Now, close to 10,000 miles later, it's down more in the front. Or really, the frame is coming up at the front.
Laying on the frame are: plastic tarp 'weather proof' sheet, 2x2 lumber and 3/4 plywood decking, then the 2x2 frame walls. The 2x2 floor and plywood decking were rotted just in the first foot or two, a little more so on the left side where the water pump is located.
Note the divot on the front kneewall hitting the front of the frame, and notching out the siding. The front kneewall does not sit on the floor or carry any weight, it more hangs between the side walls. So the notch shows how much the corners are bouncing down over the frame, as much as 2 inches.
|Elliot scraping off the old corner trim caulk.|
Some will say that traditional construction el-cheapo wood framed with aluminum siding camper construction is not classy or solid enough. But being able to fix it easily is a great feature, even if we can't get into one of those high dollar campgrounds that require a late model class A's. There we go, we're riff-raff, keep us out!

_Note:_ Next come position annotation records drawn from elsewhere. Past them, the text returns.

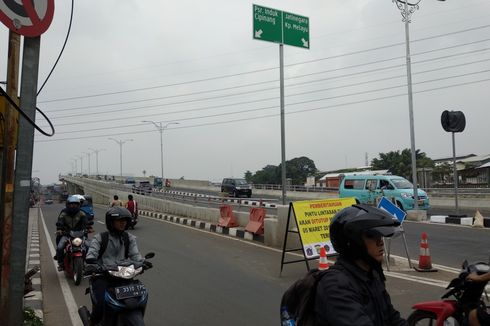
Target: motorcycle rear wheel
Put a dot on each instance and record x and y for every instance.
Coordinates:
(132, 318)
(426, 318)
(77, 270)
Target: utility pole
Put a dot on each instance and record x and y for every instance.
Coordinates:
(7, 185)
(23, 168)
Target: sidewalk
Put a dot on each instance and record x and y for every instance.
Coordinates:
(34, 299)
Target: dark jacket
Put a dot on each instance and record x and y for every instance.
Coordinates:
(67, 222)
(348, 295)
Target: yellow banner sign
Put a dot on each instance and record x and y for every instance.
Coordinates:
(313, 221)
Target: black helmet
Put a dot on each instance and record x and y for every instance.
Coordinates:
(348, 226)
(116, 213)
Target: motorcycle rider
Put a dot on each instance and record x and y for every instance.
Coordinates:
(120, 245)
(481, 315)
(115, 201)
(354, 293)
(70, 218)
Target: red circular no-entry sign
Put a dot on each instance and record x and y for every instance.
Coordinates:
(27, 17)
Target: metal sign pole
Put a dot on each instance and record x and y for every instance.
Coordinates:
(283, 140)
(455, 176)
(388, 251)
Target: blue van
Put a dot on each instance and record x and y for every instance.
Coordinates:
(368, 188)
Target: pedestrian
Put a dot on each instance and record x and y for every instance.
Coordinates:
(354, 293)
(115, 201)
(480, 315)
(132, 207)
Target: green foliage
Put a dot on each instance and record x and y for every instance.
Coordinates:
(401, 163)
(297, 169)
(248, 176)
(30, 318)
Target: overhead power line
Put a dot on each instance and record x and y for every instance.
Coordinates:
(267, 89)
(265, 69)
(298, 111)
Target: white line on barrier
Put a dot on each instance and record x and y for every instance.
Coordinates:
(411, 278)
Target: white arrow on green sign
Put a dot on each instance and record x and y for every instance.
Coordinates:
(280, 27)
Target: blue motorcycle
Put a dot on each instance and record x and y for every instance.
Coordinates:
(125, 299)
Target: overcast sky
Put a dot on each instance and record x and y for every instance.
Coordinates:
(196, 63)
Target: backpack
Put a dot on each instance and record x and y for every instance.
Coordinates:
(299, 299)
(105, 240)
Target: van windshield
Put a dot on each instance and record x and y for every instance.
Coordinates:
(402, 183)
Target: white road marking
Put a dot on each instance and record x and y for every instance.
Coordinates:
(412, 278)
(65, 288)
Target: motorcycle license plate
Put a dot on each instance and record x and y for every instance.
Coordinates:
(129, 291)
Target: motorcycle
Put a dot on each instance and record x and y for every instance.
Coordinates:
(74, 255)
(125, 298)
(467, 296)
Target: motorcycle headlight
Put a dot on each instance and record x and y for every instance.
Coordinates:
(77, 242)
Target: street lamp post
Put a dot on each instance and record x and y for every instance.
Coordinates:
(81, 163)
(88, 155)
(160, 127)
(96, 151)
(120, 142)
(407, 8)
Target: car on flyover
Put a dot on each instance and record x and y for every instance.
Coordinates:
(236, 187)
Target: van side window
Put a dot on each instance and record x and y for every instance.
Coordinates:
(371, 184)
(349, 184)
(384, 184)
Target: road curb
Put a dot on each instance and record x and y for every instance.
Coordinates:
(34, 299)
(233, 232)
(466, 221)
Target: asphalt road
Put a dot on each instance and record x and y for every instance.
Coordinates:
(202, 278)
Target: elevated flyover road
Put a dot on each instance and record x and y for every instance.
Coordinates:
(203, 278)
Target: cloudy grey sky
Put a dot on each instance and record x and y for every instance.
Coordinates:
(196, 63)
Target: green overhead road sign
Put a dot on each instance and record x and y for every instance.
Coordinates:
(280, 27)
(267, 24)
(296, 30)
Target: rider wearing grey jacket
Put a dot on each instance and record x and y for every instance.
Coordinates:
(353, 292)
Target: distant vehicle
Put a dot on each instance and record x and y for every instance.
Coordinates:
(236, 187)
(129, 180)
(142, 188)
(158, 182)
(367, 188)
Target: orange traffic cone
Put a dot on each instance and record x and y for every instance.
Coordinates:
(425, 264)
(323, 262)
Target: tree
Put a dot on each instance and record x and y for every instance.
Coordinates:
(268, 175)
(248, 176)
(401, 163)
(298, 169)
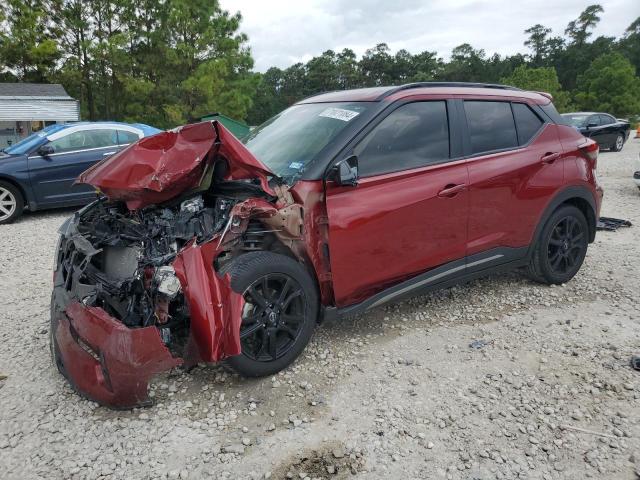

Remove the corner trim strips. Remove the front lower section of siding on each side, cutting it inconspicuously below a door or hatch. Remove the lowest front section, and roll up the next higher front section too.
We supported the frame on blocks a little further back from the front of the trailer, where the next frame ear sticks out. Once supported there, releasing the tongue jack and front leveling jacks, the front of the frame dropped back down to it's original location relative to the wooden camper body.
Remove the rotted wood framing back to solid wood. Weave and stich in new framing.
Inboard of the outer floor frame 2x2, I inserted a 7 foot long 2x2 all the way back to the next frame ear, sistered to the original with big screws. Now this wood frame construction does have one limitation; the half dozen 2x2's and some 1x2's did set me back a substantial almost 15 bucks.
The finishing washers are worth using with the deck screws to avoid splitting, and I did get to use those nice 4 inch roofing screws from home. (Thanks Dad).
|A 5/16" bolt from the bottom and a tee nut in the frame, similar to the original carriage bolt at each ear on the frame, holding the floor to the frame.|
|Just about ready for insulation and closing back up.|
Put back the fiberglass insulation, close up the siding, re-install and caulk the corner J-strip trim.